Analisi sull’ attuale situazione del PNRR a fine 2025 e sulle dinamiche economiche e migratorie che ne conseguono:
Il Quadro Generale: Incertezza e Rallentamento
L’ attuale situazione del PNRR con una spesa ferma al 48,6% a meno di un anno dalla scadenza (giugno 2026) e una revisione (la sesta) che ridiscute 14 miliardi senza chiarezza sui tagli – dipinge un quadro di forte instabilità. Il PNRR doveva essere il volano per la modernizzazione strutturale; il fatto che molti fondi vengano spostati su strumenti finanziari (facility) per aggirare la scadenza del 2026 suggerisce difficoltà nella messa a terra dei progetti reali (infrastrutture, digitalizzazione, ricerca).
Ecco come questo impatta su tre punti esaminati :
1. Emigrazione Qualificata (Fuga dei Cervelli)
* Previsione: In Aumento.
* Analisi: Il PNRR aveva tra gli obiettivi principali la creazione di occupazione giovanile e femminile di alta qualità (ricerca, green economy, digitale). Se i progetti vengono definanziati o ritardati, viene meno la prospettiva di un mercato del lavoro dinamico e competitivo in Italia. L’incertezza politica ed economica spingera’ i profili più qualificati a cercare stabilità e retribuzioni adeguate all’estero, percependo l’Italia come un paese incapace di riformarsi.
2. Corsa ai Beni Rifugio
* Previsione: Tendenza in consolidamento dei flussi migratori .
* Analisi: L’interesse per i paesi extraeuropei non sara’ solo turistico, ma patrimoniale. Di fronte al rischio che il mancato effetto propulsivo del PNRR porti a una stagnazione del PIL e a possibili future manovre fiscali correttive (per ripagare il debito), gli investitori cercheranno di “mettere al sicuro” parte del patrimonio.
   * L’immobiliare nei paesi extraeuropei fungera’ da hedge (copertura) contro il rischio-Paese Italia e contro l’eccessiva pressione fiscale europea. È una strategia difensiva: si diversifica fuori dall’area Euro/UE per tutelarsi da scenari di crisi del debito sovrano.
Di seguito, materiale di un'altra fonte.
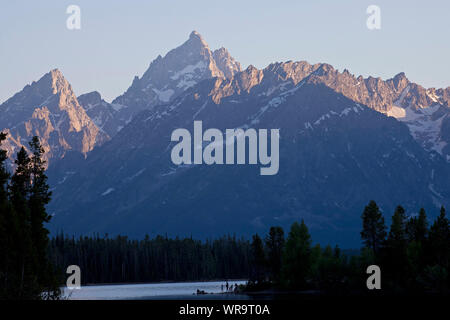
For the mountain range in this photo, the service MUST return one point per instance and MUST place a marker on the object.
(344, 140)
3. Spostamento di Capitali (Estero su Estero vs Estero su Italia)
* Previsione: Prevalenza di “Estero su Estero”.
* Analisi:
   * Estero su Estero: I grandi capitali tenderanno a rimanere fuori dai confini nazionali. La mancanza di trasparenza sulle revisioni del PNRR è veleno per gli investitori, che odiano l’incertezza. Chi ha capitali all’estero tenderà a lasciarli lì o a investirli in mercati più dinamici (USA, Asia o economie emergenti stabili).
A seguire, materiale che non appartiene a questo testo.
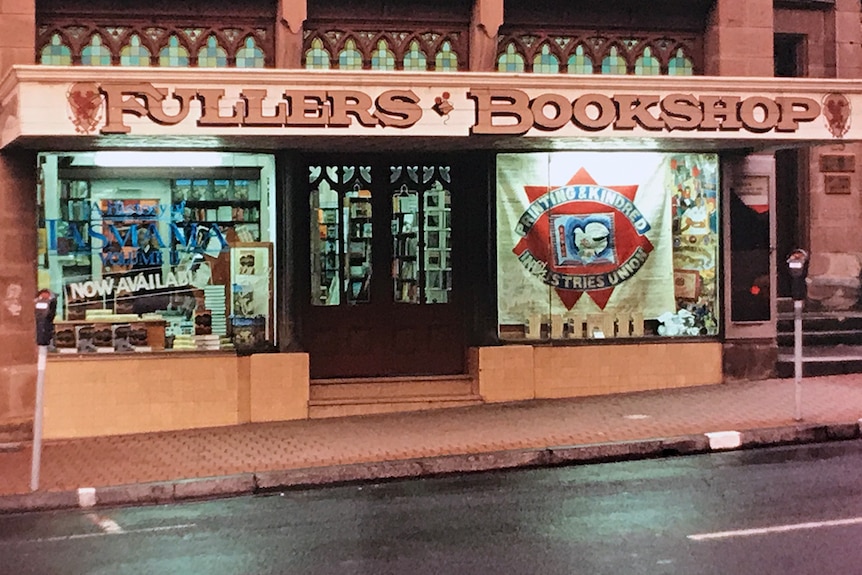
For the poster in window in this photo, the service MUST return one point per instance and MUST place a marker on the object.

   * Estero su Italia: Rischia di diminuire. Se l’Italia dimostrera’ di non riuscire a spendere i fondi europei (soldi “gratis” o a tasso agevolato), perde credibilità. Gli investimenti diretti esteri in Italia potrebbero concentrarsi solo su asset speculativi (comprare aziende italiane svalutate) piuttosto che su investimenti produttivi a lungo termine.
I nuovi scenari di chi andra’ all’ estero in paesi extra europei e le categorie interessate
A. L’Imprenditore “Hedge” (Protezione Patrimoniale)
 * Chi sono: PMI italiane o professionisti con liquidità (500k – 2M€) che temono patrimoniali, inflazione o l’erosione dell’euro.
B. Il “Nomade Digitale Senior” (Executive & Tech)
 * Chi sono: Non i ventenni zaino in spalla, ma dirigenti, consulenti IT, ingegneri o creativi (35-55 anni) che possono lavorare da remoto e sono stufi della burocrazia/clima italiano.
C. La Silver Economy “Attiva”
 * Chi sono: Pensionati o pre-pensionati ad alto reddito che vedono il sistema sanitario e sociale italiano scricchiolare.
Sintesi Finale
L’attuale gestione “nebbiosa” del PNRR rischia di trasformare un’opportunità di crescita in un debito “cattivo” (spesa improduttiva). Questo scenario alimenta la sfiducia, accelerando l’uscita delle risorse più preziose del Paese: capitale umano (giovani laureati) e capitale finanziario (risparmi e investimenti), che cercano lidi più sicuri e redditizi, sia in Europa che oltreoceano.